Lately e-assessment and e-portfolios are the topics of the moment. In my role as the NSW E-Learning Advisor I am often asked, ‘which is the best tool to combine e-portfolios with e-assessment?’ That’s a really good question and one that I believe does not have a simple answer.
Let’s start by considering the tools and technologies you have available to you. If PC is your preferred device you can narrow it down, but what if you want to move across several devices? What if you want to upload on one device and instantly check it another? What if you are using PC but the learners are using smart phones…. and so it goes on.
My advice is to explore how, when and why you will use it. Consider who will own the portfolio at the end of the program and whether the contents can be downloaded, exported, integrated into other platforms (if this is what you need). As you can see the starting point is research and planning, then selecting the best tool to fit your scenario.
Having said that I do have a few favourites to help you on your way. In no particular order my hot contenders are:
Evernote: two of my colleauges used this tool to manage communications with their project teams and to share resources, but did you also know you can use it as an e-portfolio?
Evernote is great because you use it on PC, your smart devices including Android an Apple and of course your MAC. There are also a lot of blogs and help guides available on the net to get you started.
Sites like Google sites, Yahoo sites, Weebly are free hosted websites that have a number of useful templates to choose from. My advice consider the assessments tools you are using and the information the learner will need to research, submit, demonstrate etc and choose the layout that is most appropriate. For example, if your learners are creating a prototype and managing its development using project management techniques – choose a layout that includes project management tools and charting.

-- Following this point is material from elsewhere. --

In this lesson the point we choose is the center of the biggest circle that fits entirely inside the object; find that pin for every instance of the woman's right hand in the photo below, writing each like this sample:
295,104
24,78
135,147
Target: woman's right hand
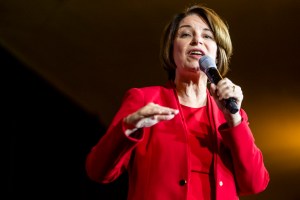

Voicethread is a really cool tool that allows you to combine images, documents and voice. It is really use to use and has been around for quite some now.
Pinterest is an electronic noteboard that allows your leaners to find websites on a given subject and to upload and attach their own images. This is a great tool for digital portfolios. Think carefully about its use though and make sure it aligns well with the assessment and the critical aspects of evidence.
Foliofor.me is a freely hosted e-portfolio system built on Mahara. Mahara is open source and gaining prominence in the e-learning/e-portfolio space. I use foliofor.me as my own verison of my e-portfolio however I would recommend you consider where the servers are hosted. They may not align to your own country’s privacy and copyright laws. Care should be taken when you are asking your learners to upload personal information to the cloud.
There are numerous other platforms we could consider such as blogs, wikis and I am sure you have a few of your own you would like to recommend. If so please don’t hesitate to comment.
A final tip from me: Create accounts for your students and set up the same design in each portfolio to make it easy to manage. You might also find it easier if you create step by step guides for your learners to follow.
SkillsLocker is a TAFE NSW web-based app. The great thing is it is available for students and teachers studying and working with TAFE NSW. All you need to sign in is your DET user ID and password. For those of you who are not TAFE NSW but are interested to see it I recommend you visit skillslocker.tafensw.edu.au and have a look around.While you are there try out some of the getting started videos.